Freitag, 14. Januar 2011

Verkehrsmittel

Aus dem Schattenreich
Kommentar

Das oft stundenlang fortgesetzte Kreuzundquergehen in der Stadt in der Stadt hatte dergestalt die eindeutigste Eingrenzung, ohne daß es mir klargeworden wäre, was das eigentlich Unbegreifliche in meinem damaligen Verhalten gewesen ist, das ständige Gehen oder die Unfähigkeit, die unsichtbaren und, wie ich auch jetzt noch annehmen muß, völlig willkürlichen Grenzlinien zu überschreiten.
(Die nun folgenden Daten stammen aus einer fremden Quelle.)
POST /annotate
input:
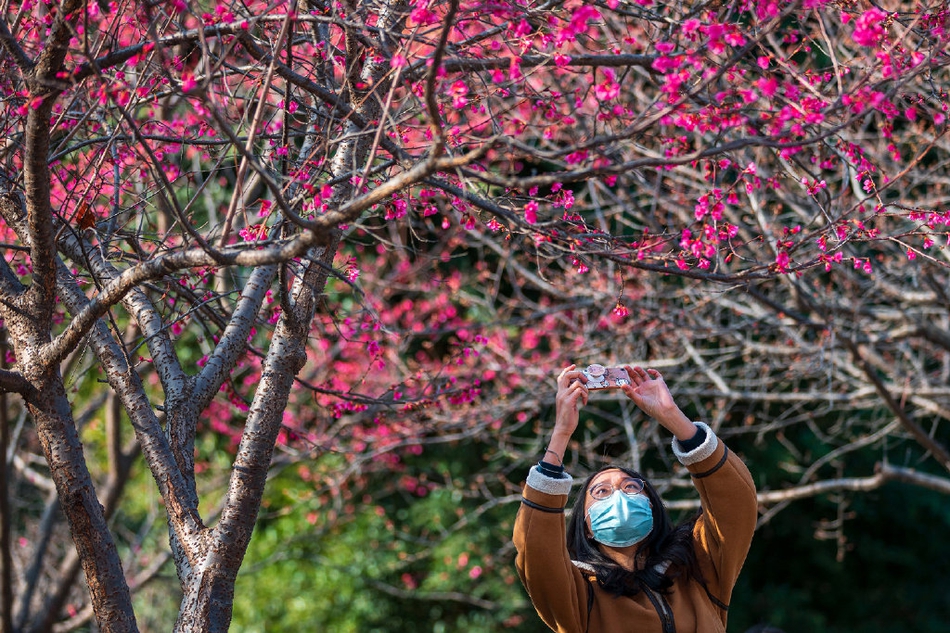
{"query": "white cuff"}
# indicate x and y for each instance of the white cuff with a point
(701, 452)
(550, 485)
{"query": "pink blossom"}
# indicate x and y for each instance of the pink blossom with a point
(869, 28)
(531, 212)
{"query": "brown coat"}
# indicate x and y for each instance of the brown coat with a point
(723, 533)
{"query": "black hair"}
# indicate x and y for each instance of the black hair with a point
(667, 545)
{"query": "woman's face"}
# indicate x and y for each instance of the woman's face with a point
(603, 485)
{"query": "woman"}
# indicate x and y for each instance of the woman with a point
(621, 566)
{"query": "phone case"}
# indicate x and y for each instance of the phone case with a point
(601, 377)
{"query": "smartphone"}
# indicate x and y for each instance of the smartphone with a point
(602, 377)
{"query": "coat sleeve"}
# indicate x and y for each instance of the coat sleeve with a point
(556, 587)
(723, 532)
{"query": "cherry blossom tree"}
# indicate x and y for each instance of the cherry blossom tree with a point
(367, 227)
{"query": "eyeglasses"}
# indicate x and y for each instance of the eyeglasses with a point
(602, 490)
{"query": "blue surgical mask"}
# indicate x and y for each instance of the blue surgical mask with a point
(621, 520)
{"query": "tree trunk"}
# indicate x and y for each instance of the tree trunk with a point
(109, 592)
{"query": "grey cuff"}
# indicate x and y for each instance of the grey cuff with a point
(550, 485)
(701, 452)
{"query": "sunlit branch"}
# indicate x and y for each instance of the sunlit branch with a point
(116, 289)
(234, 340)
(885, 473)
(13, 49)
(128, 387)
(13, 382)
(252, 133)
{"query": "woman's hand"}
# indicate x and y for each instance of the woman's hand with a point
(572, 394)
(648, 391)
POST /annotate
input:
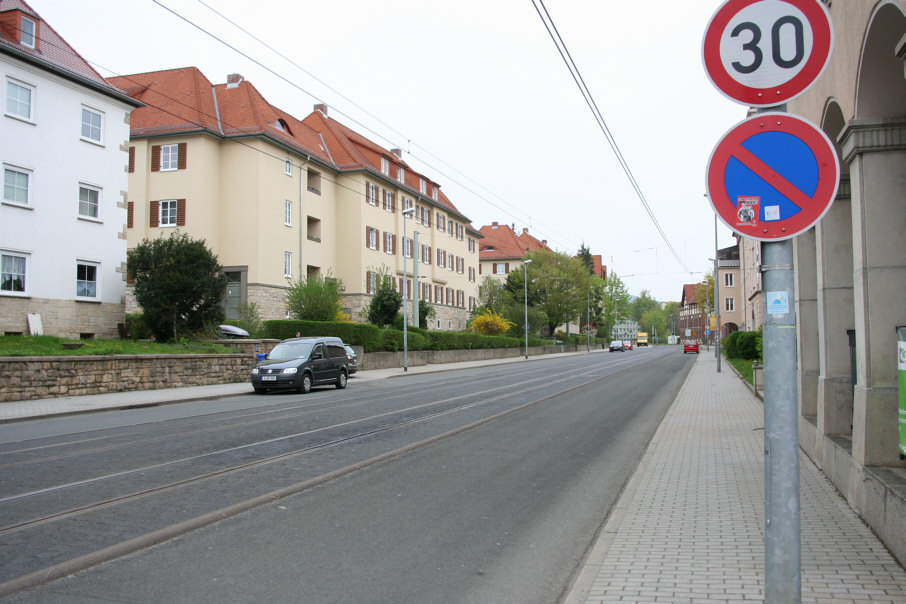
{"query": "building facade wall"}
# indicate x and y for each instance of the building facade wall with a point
(856, 259)
(49, 231)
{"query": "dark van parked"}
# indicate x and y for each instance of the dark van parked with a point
(300, 363)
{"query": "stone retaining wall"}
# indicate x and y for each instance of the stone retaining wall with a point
(27, 378)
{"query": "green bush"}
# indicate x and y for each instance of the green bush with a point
(137, 328)
(743, 345)
(730, 345)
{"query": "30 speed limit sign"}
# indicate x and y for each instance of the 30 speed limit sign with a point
(763, 53)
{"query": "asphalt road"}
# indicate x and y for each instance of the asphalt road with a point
(482, 485)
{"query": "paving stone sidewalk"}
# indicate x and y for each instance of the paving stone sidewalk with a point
(690, 525)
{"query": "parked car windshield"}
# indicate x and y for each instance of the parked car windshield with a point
(285, 351)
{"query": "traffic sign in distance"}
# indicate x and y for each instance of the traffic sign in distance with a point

Ich weiß nur, daß es mir sogar ein Ding der Unmöglichkeit gewesen ist, in eines der öffentlichen Verkehrsmittel zu steigen und beispielsweise mit dem 41er Wagen oder mit dem 58er Wagen hinauszufahren, um, wie ich es früher nicht selten getan habe, in einem der außerhalb gelegenen Parks spazierenzugehen. Seltsamerweise korrespondierte der auf einer imaginären Ordnung beruhenden Eingrenzung meiner Bewegungsfreiheit eine völlige Freiheit, ja Hemmungslosigkeit in der Ausgestaltung flüchtigster Blicke. Im vorübereilenden 58er Wagen etwa saß in einem Winkel, die Wange an der Scheibe, den linken Arm die Lehne entlanggestreckt, ein junger Mann in offenem, um ihn sich aufbauschendem Überzieher und sah über die lange leere Bank mit beobachtenden Blicken hin. Er hatte sich heute verlobt und dachte an nichts anderes. Er fühlte sich gut aufgehoben im Zustand eines Bräutigams und sah in diesem Gefühl manchmal flüchtig zur Decke des Wagens hinauf. Als der Schaffner kam, um ihm die Fahrkarte zu geben, fand er unter Klimpern leicht das richtige Geldstück, legte es im Schwunge in die Hand des Schaffners und ergriff die Karte mit zwei scherenförmig ausgebreiteten Fingern. Es bestand kein richtiger Zusammenhang zwischen ihm und der Elektrischen und es wäre kein Wunder gewesen, wenn er, ohne Plattform und Treppe zu benützen, auf der Gasse erschienen und seinen Weg zu Fuß mit gleichen Blicken verfolgt hätte. Nur der sich aufbauschende Überzieher bleibt bestehn, alles andere ist erdacht.